Figure 4: Multiple (6) async members connected to a single mirror
Failover: The System Perspective
Whenever possible, mirroring provides rapid, automatic, unattended failover. There are several events that could trigger a failover, such as:
- The backup doesn’t hear from the primary within a required interval, which could occur in the case of network problems
- An application or host problem causes Caché to become unresponsive on the primary
- A takeover is initiated by an operator or script
During failover, the backup system ensures it is fully up-to-date before marking itself as the new primary system. The default mirroring configuration prevents errors during takeover, such as split-brain syndrome – a condition whereby both systems concurrently run as active primaries – which could lead to logical database degradation and loss of integrity.
It is also possible for an operator to induce a takeover as part of a planned downtime – for example, to perform hardware or software maintenance on the current primary system. After the planned downtime is complete and the system is brought online, it automatically re-synchronizes within the Mirror.
Finally, it is possible for an operator to temporarily bring the primary system down without causing a failover to occur.
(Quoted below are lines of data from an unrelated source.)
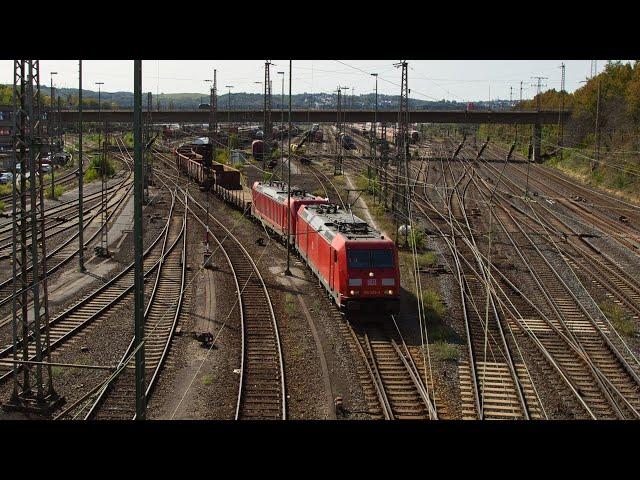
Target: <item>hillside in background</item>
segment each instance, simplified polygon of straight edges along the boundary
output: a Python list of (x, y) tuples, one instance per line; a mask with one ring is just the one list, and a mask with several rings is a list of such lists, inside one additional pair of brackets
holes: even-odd
[[(41, 92), (45, 98), (45, 105), (49, 104), (49, 87), (41, 87)], [(60, 88), (57, 90), (56, 96), (62, 98), (62, 108), (68, 108), (78, 104), (78, 91), (74, 88)], [(83, 103), (87, 108), (97, 108), (98, 92), (93, 90), (82, 90)], [(101, 92), (100, 101), (102, 108), (105, 109), (127, 109), (133, 108), (132, 92)], [(201, 103), (209, 103), (209, 95), (204, 93), (161, 93), (160, 95), (152, 94), (153, 108), (163, 110), (193, 110), (197, 109)], [(395, 110), (399, 104), (398, 95), (378, 95), (378, 109)], [(261, 93), (232, 93), (231, 108), (240, 110), (252, 110), (263, 108), (263, 96)], [(293, 95), (293, 109), (335, 109), (337, 104), (337, 95), (328, 93), (301, 93)], [(0, 105), (11, 103), (11, 86), (0, 85)], [(144, 108), (147, 105), (147, 93), (143, 93), (142, 103)], [(492, 102), (479, 101), (473, 102), (474, 108), (505, 110), (509, 108), (509, 102), (506, 100), (495, 100)], [(229, 95), (218, 95), (218, 107), (226, 110), (229, 105)], [(342, 105), (346, 109), (371, 109), (375, 108), (375, 95), (368, 93), (365, 95), (343, 95)], [(274, 92), (272, 96), (272, 106), (279, 109), (283, 106), (282, 97)], [(415, 98), (409, 99), (409, 107), (417, 110), (464, 110), (467, 103), (449, 100), (427, 101)], [(289, 97), (285, 95), (284, 108), (289, 108)]]

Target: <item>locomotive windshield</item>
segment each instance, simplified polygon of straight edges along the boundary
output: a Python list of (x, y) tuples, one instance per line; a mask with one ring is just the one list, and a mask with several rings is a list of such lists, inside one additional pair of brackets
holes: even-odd
[(370, 268), (369, 250), (349, 250), (347, 252), (349, 268)]
[(373, 268), (393, 268), (393, 252), (391, 250), (371, 250)]
[(348, 250), (349, 268), (393, 268), (391, 250)]

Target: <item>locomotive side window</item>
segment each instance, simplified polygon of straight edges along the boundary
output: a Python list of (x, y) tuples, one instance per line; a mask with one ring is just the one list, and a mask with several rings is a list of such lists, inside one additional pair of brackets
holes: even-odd
[(393, 268), (393, 252), (391, 250), (372, 250), (371, 266), (373, 268)]
[(368, 250), (349, 250), (347, 252), (349, 268), (370, 268), (371, 262)]

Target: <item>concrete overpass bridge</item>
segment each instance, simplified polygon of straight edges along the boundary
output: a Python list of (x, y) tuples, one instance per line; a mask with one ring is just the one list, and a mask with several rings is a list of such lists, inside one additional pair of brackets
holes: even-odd
[[(143, 115), (147, 116), (147, 111)], [(272, 110), (271, 120), (275, 123), (281, 118), (289, 119), (288, 110)], [(343, 110), (346, 122), (371, 122), (375, 112), (373, 110)], [(557, 124), (560, 119), (559, 111), (488, 111), (488, 110), (412, 110), (409, 111), (409, 121), (412, 123), (494, 123), (494, 124), (521, 124), (521, 125), (546, 125)], [(570, 117), (571, 112), (562, 114), (564, 120)], [(63, 122), (77, 122), (78, 112), (66, 110), (61, 112)], [(110, 123), (133, 123), (133, 110), (102, 110), (102, 121)], [(336, 110), (293, 110), (291, 120), (293, 122), (332, 123), (337, 118)], [(379, 110), (378, 121), (394, 123), (398, 120), (398, 112), (393, 110)], [(262, 122), (264, 114), (262, 110), (218, 110), (218, 122)], [(97, 122), (97, 110), (83, 110), (84, 122)], [(152, 111), (153, 123), (208, 123), (209, 110), (162, 110)]]

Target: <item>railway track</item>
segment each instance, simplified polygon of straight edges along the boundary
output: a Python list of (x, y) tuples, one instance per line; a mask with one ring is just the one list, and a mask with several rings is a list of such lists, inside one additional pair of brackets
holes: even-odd
[[(173, 210), (173, 206), (172, 206)], [(172, 212), (171, 210), (171, 212)], [(169, 219), (172, 215), (170, 213)], [(158, 268), (163, 257), (162, 245), (166, 243), (166, 235), (169, 229), (169, 221), (144, 253), (145, 278)], [(60, 348), (72, 337), (81, 331), (95, 325), (97, 321), (104, 321), (110, 314), (117, 314), (117, 308), (130, 300), (133, 292), (132, 262), (113, 279), (93, 291), (72, 307), (55, 316), (49, 322), (50, 349)], [(42, 327), (44, 333), (45, 327)], [(35, 358), (35, 346), (32, 341), (21, 341), (19, 347), (26, 349), (31, 360)], [(0, 350), (0, 359), (8, 359), (13, 355), (13, 346), (6, 346)], [(11, 376), (12, 369), (0, 365), (0, 381)]]
[[(168, 161), (164, 156), (157, 158)], [(169, 182), (174, 181), (165, 172), (160, 175)], [(204, 214), (206, 219), (206, 207), (190, 193), (186, 195), (190, 211), (203, 224), (201, 216)], [(269, 291), (260, 270), (241, 241), (211, 213), (209, 220), (209, 232), (227, 258), (238, 294), (234, 308), (238, 309), (240, 316), (242, 353), (235, 419), (285, 420), (285, 372)]]
[[(155, 283), (144, 312), (145, 397), (148, 399), (169, 352), (180, 316), (185, 286), (188, 203), (182, 202), (182, 218), (171, 218), (163, 242)], [(118, 364), (120, 373), (100, 392), (85, 419), (135, 419), (136, 346), (129, 347)]]
[[(131, 188), (133, 188), (133, 182), (130, 181), (131, 171), (128, 172), (127, 176), (123, 181), (113, 190), (111, 194), (111, 198), (108, 201), (107, 209), (111, 208), (111, 212), (108, 215), (108, 220), (113, 218), (113, 215), (117, 212), (118, 208), (122, 205), (124, 200), (126, 200), (128, 193)], [(100, 220), (102, 209), (99, 208), (95, 211), (89, 218), (87, 218), (84, 224), (84, 231), (89, 232), (91, 229), (96, 228), (96, 224)], [(77, 214), (75, 214), (77, 216)], [(77, 224), (77, 223), (76, 223)], [(86, 249), (100, 234), (100, 230), (97, 229), (84, 243), (84, 248)], [(47, 275), (50, 276), (57, 272), (61, 267), (69, 263), (75, 255), (77, 255), (79, 249), (78, 246), (74, 243), (74, 241), (78, 237), (78, 232), (75, 232), (66, 240), (62, 241), (59, 245), (54, 247), (52, 250), (49, 250), (47, 253), (47, 265), (49, 268), (47, 270)], [(27, 275), (29, 280), (31, 280), (31, 265), (27, 267)], [(0, 282), (0, 307), (7, 304), (13, 298), (13, 278), (9, 277), (8, 279)], [(18, 292), (19, 294), (20, 292)], [(4, 323), (4, 322), (3, 322)], [(2, 323), (2, 324), (3, 324)]]

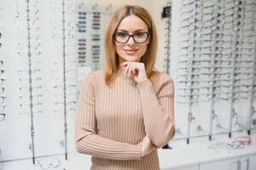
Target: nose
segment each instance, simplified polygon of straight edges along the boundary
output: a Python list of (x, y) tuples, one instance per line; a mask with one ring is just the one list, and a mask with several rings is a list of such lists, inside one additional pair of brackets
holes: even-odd
[(127, 42), (127, 45), (135, 45), (135, 41), (133, 39), (133, 37), (130, 37), (129, 39), (128, 39), (128, 42)]

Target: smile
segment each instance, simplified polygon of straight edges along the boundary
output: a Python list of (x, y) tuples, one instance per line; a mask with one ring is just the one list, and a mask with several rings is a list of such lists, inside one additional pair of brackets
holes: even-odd
[(134, 54), (137, 51), (138, 49), (124, 49), (124, 51), (127, 54)]

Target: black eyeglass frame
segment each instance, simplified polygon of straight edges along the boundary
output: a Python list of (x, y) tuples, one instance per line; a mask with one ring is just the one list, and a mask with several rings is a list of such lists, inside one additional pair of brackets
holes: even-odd
[[(117, 33), (124, 33), (124, 34), (127, 34), (127, 35), (129, 36), (127, 41), (125, 42), (119, 42), (119, 41), (116, 39), (116, 34), (117, 34)], [(147, 40), (148, 39), (148, 37), (149, 37), (149, 36), (150, 36), (150, 31), (142, 31), (142, 32), (137, 32), (137, 33), (147, 33), (147, 38), (145, 39), (145, 41), (137, 42), (134, 39), (134, 36), (135, 36), (134, 34), (128, 34), (128, 33), (126, 33), (126, 32), (121, 32), (121, 31), (115, 31), (115, 32), (113, 32), (113, 39), (114, 39), (117, 42), (119, 42), (119, 43), (127, 43), (127, 42), (129, 42), (129, 40), (130, 40), (130, 37), (132, 37), (133, 41), (134, 41), (136, 43), (144, 43), (145, 42), (147, 42)]]

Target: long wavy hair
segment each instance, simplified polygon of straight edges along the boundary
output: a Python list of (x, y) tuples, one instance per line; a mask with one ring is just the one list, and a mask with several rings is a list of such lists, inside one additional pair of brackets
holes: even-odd
[(154, 63), (157, 50), (157, 33), (155, 26), (152, 20), (150, 14), (143, 8), (137, 5), (125, 5), (118, 8), (108, 23), (105, 33), (105, 54), (106, 54), (106, 65), (104, 68), (105, 72), (105, 83), (111, 87), (113, 82), (117, 76), (119, 70), (119, 56), (116, 53), (116, 47), (113, 39), (113, 33), (119, 26), (121, 20), (126, 16), (134, 14), (143, 20), (148, 26), (149, 31), (149, 43), (147, 47), (147, 51), (142, 57), (140, 62), (144, 63), (146, 73), (150, 78), (154, 73)]

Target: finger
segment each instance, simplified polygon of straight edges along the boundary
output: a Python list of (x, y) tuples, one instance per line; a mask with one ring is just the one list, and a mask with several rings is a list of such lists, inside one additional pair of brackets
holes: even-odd
[(126, 65), (129, 65), (129, 64), (130, 64), (130, 61), (125, 61), (125, 62), (123, 62), (123, 63), (120, 65), (120, 66), (121, 66), (121, 67), (126, 66)]
[(130, 68), (130, 65), (128, 65), (126, 67), (125, 67), (125, 72), (124, 72), (124, 75), (126, 75), (128, 71), (129, 71), (129, 68)]
[(132, 75), (131, 71), (132, 71), (132, 68), (131, 68), (131, 66), (130, 66), (129, 71), (128, 71), (128, 76), (131, 76)]

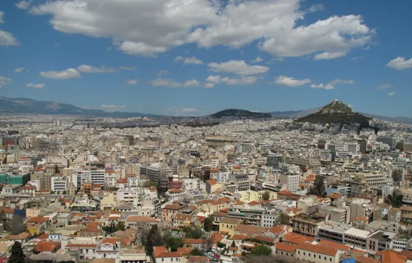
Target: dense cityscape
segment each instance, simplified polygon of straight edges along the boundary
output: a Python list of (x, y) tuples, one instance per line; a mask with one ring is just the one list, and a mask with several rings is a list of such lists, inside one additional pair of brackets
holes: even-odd
[(209, 118), (219, 124), (1, 116), (1, 257), (410, 260), (411, 125)]

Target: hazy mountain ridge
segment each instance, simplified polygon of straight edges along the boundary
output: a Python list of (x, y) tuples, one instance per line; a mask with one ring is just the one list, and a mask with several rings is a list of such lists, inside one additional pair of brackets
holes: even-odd
[(223, 117), (247, 117), (247, 118), (271, 118), (270, 114), (263, 112), (253, 112), (244, 109), (227, 109), (210, 115), (213, 118), (220, 118)]
[(162, 117), (160, 115), (145, 114), (140, 112), (107, 112), (101, 109), (83, 109), (66, 103), (57, 103), (52, 101), (38, 101), (24, 98), (11, 98), (3, 96), (0, 96), (0, 113), (82, 115), (92, 117), (112, 118)]

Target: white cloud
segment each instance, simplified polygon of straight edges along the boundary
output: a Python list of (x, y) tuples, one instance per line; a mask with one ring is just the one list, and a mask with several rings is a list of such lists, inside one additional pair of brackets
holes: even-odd
[(183, 108), (183, 109), (182, 109), (182, 111), (183, 111), (183, 112), (194, 112), (194, 111), (197, 111), (197, 110), (194, 108)]
[(207, 82), (211, 82), (211, 83), (214, 83), (214, 84), (220, 83), (221, 82), (221, 76), (218, 75), (214, 75), (214, 76), (209, 75), (206, 79), (206, 81)]
[(0, 88), (2, 88), (8, 84), (11, 83), (12, 81), (13, 80), (11, 78), (0, 76)]
[(124, 109), (126, 105), (102, 105), (102, 109)]
[(391, 89), (393, 87), (393, 85), (389, 83), (384, 83), (384, 84), (381, 84), (380, 85), (377, 86), (376, 87), (377, 89), (379, 89), (380, 91), (384, 90), (384, 89)]
[(312, 80), (306, 78), (303, 80), (295, 80), (293, 78), (285, 76), (279, 76), (276, 78), (275, 83), (278, 85), (288, 86), (288, 87), (299, 87), (303, 86), (306, 84), (312, 82)]
[(153, 87), (195, 87), (199, 86), (200, 83), (196, 80), (189, 80), (185, 82), (185, 83), (177, 82), (171, 79), (158, 78), (149, 81), (149, 84)]
[(310, 85), (310, 87), (312, 89), (325, 89), (327, 90), (335, 89), (335, 86), (332, 85), (330, 83), (328, 83), (326, 85), (324, 85), (323, 83), (321, 83), (318, 85), (312, 84)]
[(160, 71), (159, 72), (158, 72), (158, 73), (156, 74), (158, 77), (161, 77), (162, 75), (167, 75), (169, 73), (169, 71), (164, 70), (164, 71)]
[(412, 58), (409, 59), (409, 60), (405, 60), (405, 58), (403, 57), (397, 57), (386, 64), (386, 66), (398, 71), (411, 69), (412, 68)]
[(319, 84), (312, 84), (310, 85), (312, 89), (335, 89), (335, 86), (341, 84), (353, 84), (355, 82), (353, 80), (341, 80), (341, 79), (336, 79), (333, 80), (330, 80), (329, 83), (326, 84), (324, 84), (321, 83)]
[(119, 69), (122, 69), (124, 71), (135, 71), (136, 69), (134, 66), (120, 66)]
[(177, 62), (180, 60), (183, 60), (183, 65), (185, 65), (187, 64), (198, 64), (198, 65), (203, 64), (203, 62), (202, 60), (198, 60), (198, 59), (196, 58), (195, 57), (183, 57), (179, 55), (179, 56), (177, 56), (176, 57), (175, 57), (175, 59), (173, 61), (175, 62)]
[(115, 69), (107, 68), (104, 66), (102, 66), (100, 68), (96, 68), (93, 66), (82, 65), (77, 66), (77, 70), (85, 73), (112, 73), (117, 72)]
[(44, 87), (44, 83), (41, 83), (41, 84), (29, 83), (29, 84), (26, 84), (26, 87), (27, 87), (28, 88), (32, 88), (32, 89), (41, 89), (41, 88)]
[(324, 52), (323, 53), (316, 54), (315, 55), (315, 60), (333, 60), (335, 58), (343, 57), (346, 54), (346, 53), (345, 52), (334, 52), (334, 53)]
[(20, 73), (20, 72), (23, 71), (24, 70), (24, 69), (25, 69), (24, 66), (22, 66), (21, 68), (16, 68), (16, 69), (15, 69), (15, 73)]
[(308, 11), (309, 12), (315, 12), (317, 11), (323, 11), (325, 10), (325, 7), (321, 3), (318, 3), (317, 5), (312, 6)]
[(138, 80), (127, 80), (126, 82), (129, 85), (137, 85), (138, 84)]
[(258, 80), (257, 77), (255, 76), (247, 76), (247, 77), (242, 77), (240, 79), (238, 78), (223, 78), (222, 79), (223, 82), (225, 82), (227, 85), (248, 85), (251, 84), (256, 83)]
[(329, 83), (333, 85), (336, 85), (338, 84), (353, 84), (355, 82), (353, 80), (336, 79), (331, 80)]
[(16, 3), (16, 6), (19, 9), (27, 10), (30, 7), (30, 2), (31, 2), (30, 0), (28, 0), (28, 1), (22, 0), (22, 1), (19, 1), (19, 3)]
[(361, 16), (333, 16), (298, 26), (308, 12), (321, 9), (316, 5), (303, 11), (301, 3), (55, 0), (32, 6), (30, 12), (50, 15), (51, 25), (60, 32), (111, 38), (119, 50), (138, 55), (153, 56), (187, 43), (239, 48), (263, 39), (260, 48), (281, 57), (347, 53), (370, 43), (374, 32)]
[(0, 46), (17, 46), (20, 43), (11, 33), (0, 29)]
[(244, 60), (230, 60), (223, 63), (209, 63), (207, 64), (212, 71), (215, 72), (227, 72), (238, 75), (263, 74), (269, 68), (265, 66), (250, 66)]
[(184, 87), (195, 87), (199, 86), (200, 83), (196, 80), (187, 80), (183, 84)]
[(261, 58), (261, 57), (257, 57), (254, 60), (250, 60), (250, 63), (261, 62), (262, 61), (263, 61), (263, 58)]
[(41, 71), (39, 75), (43, 78), (55, 80), (71, 80), (80, 78), (80, 73), (75, 69), (67, 69), (62, 71)]
[(208, 82), (208, 83), (205, 83), (205, 84), (203, 85), (203, 87), (205, 89), (212, 89), (214, 87), (214, 85), (215, 85), (215, 84), (214, 84), (214, 83)]

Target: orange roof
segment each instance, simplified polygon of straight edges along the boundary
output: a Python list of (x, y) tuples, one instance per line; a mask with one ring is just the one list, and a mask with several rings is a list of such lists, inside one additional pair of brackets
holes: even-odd
[(179, 220), (179, 221), (191, 221), (193, 219), (193, 216), (190, 215), (185, 215), (185, 214), (176, 214), (174, 217), (173, 219), (175, 220)]
[(141, 215), (131, 215), (127, 217), (126, 221), (129, 222), (157, 222), (158, 219), (154, 217), (144, 217)]
[(127, 246), (130, 245), (131, 243), (131, 240), (129, 238), (115, 238), (115, 237), (108, 237), (102, 242), (102, 244), (106, 244), (109, 243), (113, 245), (115, 244), (117, 242), (120, 242), (120, 245), (122, 246)]
[(47, 222), (48, 221), (48, 218), (47, 217), (30, 217), (27, 220), (28, 223), (44, 223)]
[(290, 245), (286, 243), (281, 243), (281, 242), (276, 242), (274, 244), (274, 247), (276, 248), (277, 251), (282, 251), (289, 253), (296, 253), (296, 246), (295, 245)]
[(268, 230), (269, 230), (269, 232), (274, 233), (277, 235), (279, 235), (281, 233), (283, 233), (283, 232), (285, 232), (285, 230), (279, 226), (271, 227), (270, 228), (269, 228)]
[(350, 246), (349, 246), (344, 245), (339, 243), (334, 242), (333, 241), (328, 241), (325, 239), (320, 240), (319, 242), (319, 244), (324, 246), (327, 246), (331, 248), (336, 248), (342, 251), (347, 251), (350, 249)]
[(330, 256), (335, 256), (337, 253), (337, 249), (336, 248), (330, 248), (322, 245), (312, 245), (309, 243), (298, 244), (297, 249)]
[(53, 241), (41, 240), (36, 245), (36, 252), (53, 252), (57, 248), (57, 246)]
[(194, 249), (194, 248), (178, 248), (178, 252), (182, 255), (187, 255)]
[(404, 263), (408, 258), (393, 251), (385, 251), (382, 252), (382, 263)]

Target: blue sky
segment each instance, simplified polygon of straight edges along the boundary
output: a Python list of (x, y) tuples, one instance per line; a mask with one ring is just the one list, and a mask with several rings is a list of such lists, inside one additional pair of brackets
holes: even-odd
[(412, 1), (2, 1), (0, 95), (203, 116), (412, 117)]

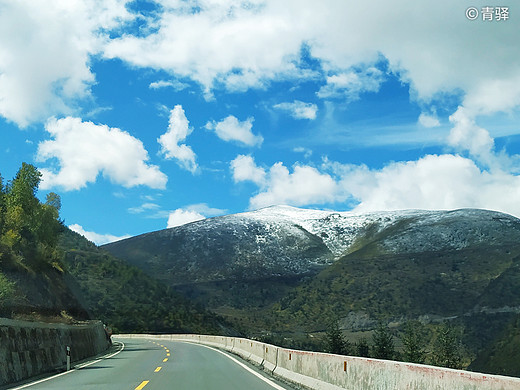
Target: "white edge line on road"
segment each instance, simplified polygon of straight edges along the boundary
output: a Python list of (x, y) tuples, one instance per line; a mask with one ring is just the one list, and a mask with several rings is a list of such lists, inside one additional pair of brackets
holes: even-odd
[(80, 370), (84, 367), (88, 367), (88, 366), (91, 366), (92, 364), (95, 364), (95, 363), (99, 363), (101, 360), (105, 360), (105, 359), (110, 359), (111, 357), (114, 357), (116, 356), (117, 354), (123, 352), (123, 349), (125, 349), (125, 344), (122, 342), (122, 341), (115, 341), (115, 343), (119, 343), (121, 344), (121, 349), (111, 355), (106, 355), (106, 356), (102, 356), (100, 359), (97, 359), (97, 360), (94, 360), (92, 362), (88, 362), (88, 363), (84, 363), (84, 364), (80, 364), (80, 365), (77, 365), (75, 366), (72, 370), (70, 371), (65, 371), (65, 372), (62, 372), (61, 374), (56, 374), (56, 375), (53, 375), (53, 376), (50, 376), (48, 378), (44, 378), (44, 379), (40, 379), (36, 382), (31, 382), (31, 383), (27, 383), (25, 385), (22, 385), (22, 386), (19, 386), (19, 387), (13, 387), (11, 390), (20, 390), (20, 389), (25, 389), (27, 387), (31, 387), (31, 386), (34, 386), (34, 385), (37, 385), (37, 384), (40, 384), (40, 383), (43, 383), (43, 382), (47, 382), (47, 381), (50, 381), (51, 379), (56, 379), (60, 376), (63, 376), (63, 375), (67, 375), (67, 374), (70, 374), (71, 372), (74, 372), (76, 370)]
[(251, 374), (253, 374), (254, 376), (258, 377), (259, 379), (263, 380), (264, 382), (266, 382), (268, 385), (274, 387), (275, 389), (277, 390), (286, 390), (284, 387), (280, 386), (280, 385), (277, 385), (276, 383), (272, 382), (271, 380), (269, 380), (268, 378), (264, 377), (263, 375), (259, 374), (258, 372), (256, 372), (255, 370), (252, 370), (251, 368), (249, 368), (248, 366), (246, 366), (244, 363), (242, 363), (241, 361), (235, 359), (233, 356), (230, 356), (228, 355), (227, 353), (225, 352), (222, 352), (221, 350), (219, 349), (216, 349), (216, 348), (213, 348), (213, 347), (209, 347), (207, 345), (204, 345), (204, 344), (198, 344), (198, 343), (192, 343), (192, 342), (189, 342), (189, 341), (181, 341), (181, 342), (184, 342), (184, 343), (189, 343), (189, 344), (194, 344), (194, 345), (200, 345), (201, 347), (205, 347), (205, 348), (208, 348), (208, 349), (212, 349), (214, 351), (217, 351), (219, 353), (221, 353), (222, 355), (224, 356), (227, 356), (228, 358), (230, 358), (231, 360), (233, 360), (236, 364), (238, 364), (240, 367), (242, 367), (243, 369), (249, 371)]

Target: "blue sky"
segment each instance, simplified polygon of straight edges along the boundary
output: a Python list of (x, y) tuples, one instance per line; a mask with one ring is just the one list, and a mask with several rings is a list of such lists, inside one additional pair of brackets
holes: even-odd
[(36, 165), (96, 243), (273, 204), (520, 216), (519, 10), (0, 0), (0, 173)]

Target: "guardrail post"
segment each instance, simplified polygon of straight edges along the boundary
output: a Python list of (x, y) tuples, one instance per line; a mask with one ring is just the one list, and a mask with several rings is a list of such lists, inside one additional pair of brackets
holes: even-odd
[(67, 345), (67, 371), (70, 371), (70, 347)]

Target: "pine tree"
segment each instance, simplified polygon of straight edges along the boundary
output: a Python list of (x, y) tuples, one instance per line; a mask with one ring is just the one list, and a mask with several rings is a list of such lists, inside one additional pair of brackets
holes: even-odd
[(350, 343), (345, 339), (339, 328), (339, 321), (331, 321), (327, 329), (327, 352), (337, 355), (350, 353)]
[(401, 337), (403, 342), (403, 359), (411, 363), (423, 364), (426, 361), (425, 329), (419, 321), (408, 321)]
[(462, 368), (460, 329), (444, 323), (438, 330), (432, 347), (432, 364), (447, 368)]
[(356, 356), (370, 356), (370, 347), (368, 346), (368, 341), (365, 337), (360, 338), (359, 341), (356, 343)]
[(394, 337), (390, 333), (390, 329), (379, 322), (377, 329), (372, 336), (374, 346), (372, 353), (377, 359), (391, 360), (395, 356)]

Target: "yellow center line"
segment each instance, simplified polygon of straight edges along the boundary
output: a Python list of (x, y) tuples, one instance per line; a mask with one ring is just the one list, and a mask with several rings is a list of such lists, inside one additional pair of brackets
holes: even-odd
[(145, 387), (148, 384), (148, 382), (150, 382), (150, 381), (142, 381), (141, 384), (135, 388), (135, 390), (141, 390), (143, 387)]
This mode can be useful, for example, in the event the primary system needs to be brought down for a very short period of time for maintenance. After bringing the primary system back up, the default behavior of automatic failover is restored.
Failover: The Application Perspective
On a successful failover, the Mirror VIP (if configured) is automatically bound to a local interface on the new primary. This allows external clients to reconnect5 to the same Mirror VIP address as before, which greatly simplifies the management of external client programs because they do not need to be aware of multiple database systems and IP addresses. If, however, a Mirror VIP is not configured, external clients will need to maintain knowledge of the two failover members and appropriately connect to the currently running primary.
In an ECP deployment, application servers view a failover as a server restart condition. By design, ECP application servers simply reestablish their connections to the new primary failover member and continue processing their in-progress workload. During the failover process, users connected to the application servers may experience a momentary pause before they are able to resume work. For this to occur, the failover between the two failover members must occur within the configured ECP recovery timeout. If, however, the failover takes longer than this timeout (for example, if the backup was out-of-date during the failover), ECP recovery is initiated (that is, open transactions are rolled back, locks are released, etc.), and new connections to the new primary system are established by the ECP application servers.
 The data channel is a TCP connection between the primary and backup failover members.
 Async members are not candidates for failover; they do not belong to a mirror.
 Since the data on the async member is continually updated from changes occurring on the mirrors it is connected to, there is no guarantee of synchronization of updates and synchronization of results across queries on the async member. It is up to the application running against the async member to guarantee consistent results for queries that span changing data.
 Up to six async members can be connected to a single mirror.
 The application and connection context are reset because these clients are reconnecting to new systems. Any open transactions are appropriately rolled back. This does not apply to ECP connections as described in the “Mirror” section.